Au Baquet, laissons faire la forêt !
La réserve du Baquet, notamment réputée pour sa richesse en reptiles et en papillons, a récemment bénéficié d’une extension de 64 ha, dont une cinquantaine de forêt ancienne, qui seront placés en réserve intégrale. La forêt pourra donc s’y développer librement.
Le Baquet est un site de haute réputation naturaliste. Situé le long de la frontière française, non loin de Givet, la réserve Natagora accueille en effet l’une des dernières populations de vipères péliades de Wallonie.

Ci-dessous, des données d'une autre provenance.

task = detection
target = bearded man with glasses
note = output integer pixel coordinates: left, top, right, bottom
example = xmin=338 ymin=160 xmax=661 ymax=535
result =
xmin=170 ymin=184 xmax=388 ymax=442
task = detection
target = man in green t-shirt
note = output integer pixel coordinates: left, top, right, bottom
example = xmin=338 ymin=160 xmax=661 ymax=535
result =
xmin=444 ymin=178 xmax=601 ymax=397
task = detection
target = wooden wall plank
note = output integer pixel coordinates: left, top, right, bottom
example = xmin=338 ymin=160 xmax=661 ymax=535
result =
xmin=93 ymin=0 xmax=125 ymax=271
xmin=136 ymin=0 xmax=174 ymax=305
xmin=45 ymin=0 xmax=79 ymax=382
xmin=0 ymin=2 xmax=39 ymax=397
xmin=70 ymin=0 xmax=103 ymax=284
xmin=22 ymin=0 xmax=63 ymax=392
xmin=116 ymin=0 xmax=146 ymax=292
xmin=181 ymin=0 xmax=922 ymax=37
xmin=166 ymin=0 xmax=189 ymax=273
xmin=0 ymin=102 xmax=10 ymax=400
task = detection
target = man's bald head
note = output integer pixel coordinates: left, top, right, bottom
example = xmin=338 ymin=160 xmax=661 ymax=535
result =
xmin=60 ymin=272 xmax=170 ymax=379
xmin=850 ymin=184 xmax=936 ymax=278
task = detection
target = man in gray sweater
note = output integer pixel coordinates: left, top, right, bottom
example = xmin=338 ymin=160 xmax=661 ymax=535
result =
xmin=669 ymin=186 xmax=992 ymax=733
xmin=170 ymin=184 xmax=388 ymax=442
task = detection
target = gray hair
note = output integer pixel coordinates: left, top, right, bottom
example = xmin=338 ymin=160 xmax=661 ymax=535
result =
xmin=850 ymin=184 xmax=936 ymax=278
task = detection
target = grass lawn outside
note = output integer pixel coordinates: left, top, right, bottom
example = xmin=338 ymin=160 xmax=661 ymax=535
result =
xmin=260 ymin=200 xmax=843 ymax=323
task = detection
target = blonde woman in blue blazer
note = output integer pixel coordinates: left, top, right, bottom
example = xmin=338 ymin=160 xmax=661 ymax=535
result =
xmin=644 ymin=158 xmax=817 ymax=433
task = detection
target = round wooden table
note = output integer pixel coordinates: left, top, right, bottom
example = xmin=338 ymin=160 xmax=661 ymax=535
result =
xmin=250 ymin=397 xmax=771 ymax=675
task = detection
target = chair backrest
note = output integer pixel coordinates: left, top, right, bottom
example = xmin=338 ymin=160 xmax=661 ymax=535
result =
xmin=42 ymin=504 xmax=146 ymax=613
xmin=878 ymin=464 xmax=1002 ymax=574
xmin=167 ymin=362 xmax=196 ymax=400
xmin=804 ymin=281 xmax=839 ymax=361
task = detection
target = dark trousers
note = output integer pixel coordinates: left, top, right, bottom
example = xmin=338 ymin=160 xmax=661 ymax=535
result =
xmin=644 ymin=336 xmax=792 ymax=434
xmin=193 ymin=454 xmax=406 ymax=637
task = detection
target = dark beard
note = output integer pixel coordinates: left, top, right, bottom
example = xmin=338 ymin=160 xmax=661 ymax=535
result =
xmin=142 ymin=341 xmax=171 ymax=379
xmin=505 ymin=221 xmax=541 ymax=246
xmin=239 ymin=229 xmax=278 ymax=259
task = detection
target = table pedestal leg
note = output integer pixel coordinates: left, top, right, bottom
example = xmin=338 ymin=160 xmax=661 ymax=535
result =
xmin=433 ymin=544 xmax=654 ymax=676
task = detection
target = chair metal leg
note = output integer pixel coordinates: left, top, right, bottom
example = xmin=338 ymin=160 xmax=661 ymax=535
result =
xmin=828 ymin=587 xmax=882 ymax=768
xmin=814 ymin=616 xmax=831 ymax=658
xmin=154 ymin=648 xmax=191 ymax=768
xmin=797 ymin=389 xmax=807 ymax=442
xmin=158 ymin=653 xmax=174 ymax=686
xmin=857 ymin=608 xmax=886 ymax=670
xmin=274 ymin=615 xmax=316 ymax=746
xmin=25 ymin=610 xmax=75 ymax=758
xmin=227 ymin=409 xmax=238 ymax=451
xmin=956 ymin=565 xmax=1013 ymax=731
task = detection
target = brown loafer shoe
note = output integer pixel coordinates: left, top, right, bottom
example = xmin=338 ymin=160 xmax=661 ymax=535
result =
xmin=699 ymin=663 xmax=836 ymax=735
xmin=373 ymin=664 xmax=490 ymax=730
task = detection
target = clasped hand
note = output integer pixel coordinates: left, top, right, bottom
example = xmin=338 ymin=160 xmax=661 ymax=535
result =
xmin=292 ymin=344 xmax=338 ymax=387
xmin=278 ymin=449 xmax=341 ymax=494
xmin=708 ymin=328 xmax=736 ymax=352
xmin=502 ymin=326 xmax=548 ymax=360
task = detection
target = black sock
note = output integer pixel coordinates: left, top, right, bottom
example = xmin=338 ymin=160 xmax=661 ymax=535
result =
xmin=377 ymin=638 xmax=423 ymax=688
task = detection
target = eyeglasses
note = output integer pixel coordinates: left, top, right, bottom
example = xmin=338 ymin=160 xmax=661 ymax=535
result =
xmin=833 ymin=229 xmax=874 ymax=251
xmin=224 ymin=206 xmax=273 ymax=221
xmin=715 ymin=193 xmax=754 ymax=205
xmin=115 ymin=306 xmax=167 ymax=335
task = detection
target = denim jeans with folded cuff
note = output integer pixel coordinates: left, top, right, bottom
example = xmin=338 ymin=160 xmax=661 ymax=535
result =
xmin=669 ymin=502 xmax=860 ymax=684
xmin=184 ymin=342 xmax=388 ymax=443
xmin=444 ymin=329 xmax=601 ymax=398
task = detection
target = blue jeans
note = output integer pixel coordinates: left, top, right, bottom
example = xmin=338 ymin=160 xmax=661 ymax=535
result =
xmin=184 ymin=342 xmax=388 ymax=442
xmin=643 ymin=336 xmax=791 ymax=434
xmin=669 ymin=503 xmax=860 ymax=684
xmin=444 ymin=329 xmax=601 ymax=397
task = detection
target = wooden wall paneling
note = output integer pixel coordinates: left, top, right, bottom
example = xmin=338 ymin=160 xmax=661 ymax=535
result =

Ce terrain maigre et clairsemé, reliquat de l’agropastoralisme d’autrefois, a récemment pris une nouvelle dimension avec l’acquisition de 64 ha, qui porte la superficie de la réserve à plus de 200 ha. Une taille respectable ! Au-delà de ces chiffres imposants, l’essentiel réside sans doute dans le fait que les terrains nouvellement acquis comprennent une forêt ancienne que nous laisserons évoluer naturellement sans intervention humaine.
Laisser faire la forêt
Cette belle forêt, une chênaie-charmaie typiquement fagnarde, retrouvera donc ses dynamiques naturelles, au bénéfice d’une riche biodiversité. Le modèle, ici, c’est la forêt primaire*. « La forêt primaire est l’écosystème ayant la résilience et la biodiversité les plus élevées », rappelle Jean Delacre, l’un des conservateurs du Baquet. En somme : laissons-faire la forêt, elle se débrouille très bien toute seule !
Concrètement, l’arrêt de l’exploitation sylvicole entraînera une augmentation de la quantité de bois mort sur pied et au sol, qui servira de refuge et de nourriture pour une faune et une fonge abondante et souvent méconnue. On estime jusqu’à 30% la part de la biodiversité forestière qui dépend des stades de sénescence du bois. Champignons, mousses, nombreux insectes, chauves-souris et oiseaux y prospèrent, à l’image d’une variété de pics qui dépendent de ce stock de bois vieillissant ou mourant.
Des actions de gestion ciblées
Outre cette forêt ancienne, les terrains acquis contiennent un peuplement d’épicéas/douglas et un lambeau de forêt claire. Ces zones bénéficieront d’actions de restauration telles que la création de prairies fleuries, de lisières ensoleillées et de friches arbustives favorables aux espèces à protéger ici en particulier les reptiles et les papillons.
Ces actions valent d’être menées, comme en témoignent les résultats de récents inventaires qui ont mis en avant la richesse biologique extraordinaire du site, avec, notamment, plusieurs papillons de nuit rarissimes en Wallonie.
Qu’est-ce que c’est ?
Forêt ancienne : au regard de la réglementation wallonne, les « forêts anciennes » désignent des zones boisées de manière continue depuis l’époque de référence, définie par les cartes de Ferraris (vers 1790). Leur conservation est prioritaire aux yeux de la Région wallonne et de l’Europe.
Forêt primaire : la forêt primaire désigne l’état d’une forêt qui n’a pas été impactée par les actions de gestion et d’exploitation menées par les hommes. Il ne subsiste pratiquement plus de forêt primaire en Europe occidentale.
Forêt en libre évolution et RBI : le statut de Réserve biologique intégrale (RBI) signifie qu’une forêt ne sera plus gérée ni exploitée pour la production de bois. Le bois mort est laissé sur pied et au sol. Des dynamiques naturelles se remettent alors en place, impliquant une biodiversité plus abondante. En théorie, la libre évolution permet de se rapprocher graduellement de l’état « primaire ».